(Picture of my co-author and I writing this post)
First off - this is meant to be a very light-hearted post. Something that I hope to impress on others is that Homelabs are a great opportunity to learn and grow your skills in new and relevant ways - but they come at the cost of being a labor of love. Something you maintain entirely in your free time and is best-effort to maintain and keep healthy.
The problem
Shout out to Gavin for tossing me a message that something was wrong - I have no alerting on this setup and that should be a goal for future Brandt.
Nonetheless - attempting to hit my domain left me with a gateway error.
Troubleshoot
The error was obvious very quickly - as noted in the original blog post - the infrastructure that supports this blog is 2x Raspberry Pi 4’s running K3s in a Highly Available 2x Server w/ External Datastore configuration.
I switched my kubecontext to that cluster and was getting a connection error over Kubectl - so the problem looked to be with the cluster. SSH’d into one of the nodes and looked at journalctl
- error was related to the external datastore/k3s having a problem with the certificates.
Certificates
I run my “production” homelab cluster on separate infrastructure and use the crunchydata pg-operator to deploy postgres clusters - this is what I use for the blog k3s cluster datastore. I currently have it configured with cert-manager and a self-signed issuer.

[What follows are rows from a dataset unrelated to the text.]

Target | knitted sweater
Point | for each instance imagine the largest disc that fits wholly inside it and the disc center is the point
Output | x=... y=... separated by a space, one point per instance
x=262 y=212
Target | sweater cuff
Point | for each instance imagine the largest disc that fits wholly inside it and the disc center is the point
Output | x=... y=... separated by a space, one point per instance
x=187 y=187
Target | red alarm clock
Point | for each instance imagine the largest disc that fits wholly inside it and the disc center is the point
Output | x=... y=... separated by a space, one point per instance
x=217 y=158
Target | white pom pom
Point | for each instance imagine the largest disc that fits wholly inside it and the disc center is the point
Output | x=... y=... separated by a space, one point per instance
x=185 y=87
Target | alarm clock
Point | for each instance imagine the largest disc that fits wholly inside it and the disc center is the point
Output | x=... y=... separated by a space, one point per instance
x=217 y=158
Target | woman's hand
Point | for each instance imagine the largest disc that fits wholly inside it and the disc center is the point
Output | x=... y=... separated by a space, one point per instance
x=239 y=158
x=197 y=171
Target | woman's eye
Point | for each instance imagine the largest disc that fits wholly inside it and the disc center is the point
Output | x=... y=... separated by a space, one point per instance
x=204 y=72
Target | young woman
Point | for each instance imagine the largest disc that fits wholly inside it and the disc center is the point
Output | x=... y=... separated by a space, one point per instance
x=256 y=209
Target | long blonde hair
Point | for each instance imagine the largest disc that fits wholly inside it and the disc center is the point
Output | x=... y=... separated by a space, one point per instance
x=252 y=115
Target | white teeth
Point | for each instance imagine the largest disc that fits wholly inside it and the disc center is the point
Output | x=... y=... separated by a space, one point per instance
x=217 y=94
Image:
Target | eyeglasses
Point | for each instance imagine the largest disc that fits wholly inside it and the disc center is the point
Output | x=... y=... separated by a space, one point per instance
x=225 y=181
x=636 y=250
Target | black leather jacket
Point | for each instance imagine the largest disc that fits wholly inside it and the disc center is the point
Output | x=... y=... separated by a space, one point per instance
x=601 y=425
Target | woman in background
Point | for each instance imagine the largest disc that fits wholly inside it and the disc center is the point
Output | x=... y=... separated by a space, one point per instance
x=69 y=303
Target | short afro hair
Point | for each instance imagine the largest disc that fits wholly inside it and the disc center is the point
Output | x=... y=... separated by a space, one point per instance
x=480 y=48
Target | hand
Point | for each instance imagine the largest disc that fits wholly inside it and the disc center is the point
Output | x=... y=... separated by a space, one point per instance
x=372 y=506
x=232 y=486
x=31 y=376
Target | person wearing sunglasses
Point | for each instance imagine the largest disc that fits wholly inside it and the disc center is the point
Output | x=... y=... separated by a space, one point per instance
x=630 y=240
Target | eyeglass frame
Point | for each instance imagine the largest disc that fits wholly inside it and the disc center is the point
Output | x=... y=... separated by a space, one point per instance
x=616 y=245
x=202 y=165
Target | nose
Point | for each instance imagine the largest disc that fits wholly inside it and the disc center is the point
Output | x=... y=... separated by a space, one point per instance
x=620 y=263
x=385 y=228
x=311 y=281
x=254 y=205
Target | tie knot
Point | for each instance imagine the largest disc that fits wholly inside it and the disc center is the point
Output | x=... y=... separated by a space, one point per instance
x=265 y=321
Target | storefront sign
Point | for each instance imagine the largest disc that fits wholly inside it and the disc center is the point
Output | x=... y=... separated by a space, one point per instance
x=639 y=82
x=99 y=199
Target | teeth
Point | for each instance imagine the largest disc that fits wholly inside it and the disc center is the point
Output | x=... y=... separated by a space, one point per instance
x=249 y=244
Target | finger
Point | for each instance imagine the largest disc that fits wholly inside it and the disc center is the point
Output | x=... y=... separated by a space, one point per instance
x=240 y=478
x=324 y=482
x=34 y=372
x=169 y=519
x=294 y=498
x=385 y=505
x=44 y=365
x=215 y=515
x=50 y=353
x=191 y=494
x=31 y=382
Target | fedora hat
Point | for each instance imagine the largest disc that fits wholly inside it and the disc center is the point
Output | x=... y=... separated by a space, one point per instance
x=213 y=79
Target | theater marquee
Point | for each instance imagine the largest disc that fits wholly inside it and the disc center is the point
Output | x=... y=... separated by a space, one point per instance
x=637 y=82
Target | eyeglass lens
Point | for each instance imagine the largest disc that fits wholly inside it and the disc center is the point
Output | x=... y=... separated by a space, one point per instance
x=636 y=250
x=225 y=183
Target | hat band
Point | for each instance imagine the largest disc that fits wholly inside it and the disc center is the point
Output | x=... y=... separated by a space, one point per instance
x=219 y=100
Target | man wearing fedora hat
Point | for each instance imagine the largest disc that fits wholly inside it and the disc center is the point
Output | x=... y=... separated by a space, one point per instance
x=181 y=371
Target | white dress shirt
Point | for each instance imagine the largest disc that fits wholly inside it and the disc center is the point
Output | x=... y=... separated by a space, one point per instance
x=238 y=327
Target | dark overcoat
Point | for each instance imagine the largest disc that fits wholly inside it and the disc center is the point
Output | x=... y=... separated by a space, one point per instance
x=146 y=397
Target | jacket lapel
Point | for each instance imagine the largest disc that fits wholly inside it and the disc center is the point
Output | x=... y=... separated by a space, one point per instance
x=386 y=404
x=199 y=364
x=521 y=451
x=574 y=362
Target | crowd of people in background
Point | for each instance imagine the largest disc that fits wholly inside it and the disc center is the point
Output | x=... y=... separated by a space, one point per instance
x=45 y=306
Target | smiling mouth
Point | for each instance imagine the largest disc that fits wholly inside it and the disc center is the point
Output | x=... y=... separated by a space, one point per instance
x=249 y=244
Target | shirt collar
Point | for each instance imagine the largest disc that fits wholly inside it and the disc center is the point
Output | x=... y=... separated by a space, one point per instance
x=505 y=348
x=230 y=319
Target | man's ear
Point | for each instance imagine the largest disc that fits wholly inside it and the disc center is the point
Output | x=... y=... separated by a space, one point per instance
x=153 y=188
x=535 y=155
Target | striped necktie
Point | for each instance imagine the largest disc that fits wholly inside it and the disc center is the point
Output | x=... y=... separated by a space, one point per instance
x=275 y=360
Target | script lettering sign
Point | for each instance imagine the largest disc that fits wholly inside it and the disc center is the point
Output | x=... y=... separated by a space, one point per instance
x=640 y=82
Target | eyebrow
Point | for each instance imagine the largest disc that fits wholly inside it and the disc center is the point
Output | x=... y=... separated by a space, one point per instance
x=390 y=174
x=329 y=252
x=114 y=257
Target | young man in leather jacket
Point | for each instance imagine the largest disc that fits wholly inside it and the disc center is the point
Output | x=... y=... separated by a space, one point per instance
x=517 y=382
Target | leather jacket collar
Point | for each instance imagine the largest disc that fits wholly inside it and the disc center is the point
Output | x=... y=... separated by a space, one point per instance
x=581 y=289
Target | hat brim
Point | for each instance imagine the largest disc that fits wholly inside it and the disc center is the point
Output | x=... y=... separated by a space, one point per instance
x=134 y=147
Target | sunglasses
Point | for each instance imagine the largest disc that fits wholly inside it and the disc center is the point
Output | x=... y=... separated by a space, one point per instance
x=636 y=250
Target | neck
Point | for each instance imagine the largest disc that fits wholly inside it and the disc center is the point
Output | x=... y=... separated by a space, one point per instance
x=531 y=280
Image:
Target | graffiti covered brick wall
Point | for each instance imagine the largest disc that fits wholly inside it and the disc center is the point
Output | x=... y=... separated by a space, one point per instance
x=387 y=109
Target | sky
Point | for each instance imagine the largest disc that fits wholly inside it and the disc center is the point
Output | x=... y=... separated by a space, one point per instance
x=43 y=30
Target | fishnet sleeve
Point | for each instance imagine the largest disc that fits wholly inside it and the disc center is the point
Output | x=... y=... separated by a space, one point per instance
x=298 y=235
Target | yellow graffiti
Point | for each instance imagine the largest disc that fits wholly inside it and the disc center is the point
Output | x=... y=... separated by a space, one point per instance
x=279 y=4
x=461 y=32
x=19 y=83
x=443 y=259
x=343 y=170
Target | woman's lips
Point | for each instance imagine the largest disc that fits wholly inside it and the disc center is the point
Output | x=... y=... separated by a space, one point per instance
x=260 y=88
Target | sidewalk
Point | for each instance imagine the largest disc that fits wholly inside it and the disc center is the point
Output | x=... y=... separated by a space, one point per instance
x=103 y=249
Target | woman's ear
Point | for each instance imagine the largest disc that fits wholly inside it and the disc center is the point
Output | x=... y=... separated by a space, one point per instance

Problem here is that I didn’t modify some of my other letsencrypt certificate templates and the expiration was set for 90 days - well folks - we’ve been blogging for about that long now.
So Cert-manager rolled my self-signed certificates which the postgres cluster was updated to use and then all hell broke loose.
Recovery
Recovery was actually pretty easy - bring the new ca/cert/key over to each node and restart the k3s service…. DONE!
Everything came back online and healthy!
Next Steps
Still a work in progress - winter vacation has a limited amount of coding time available - Long term plan may be to re-work my postgres self-signed certificates to be more static - otherwise move my blog to be orchestrated on the “production” homelab cluster.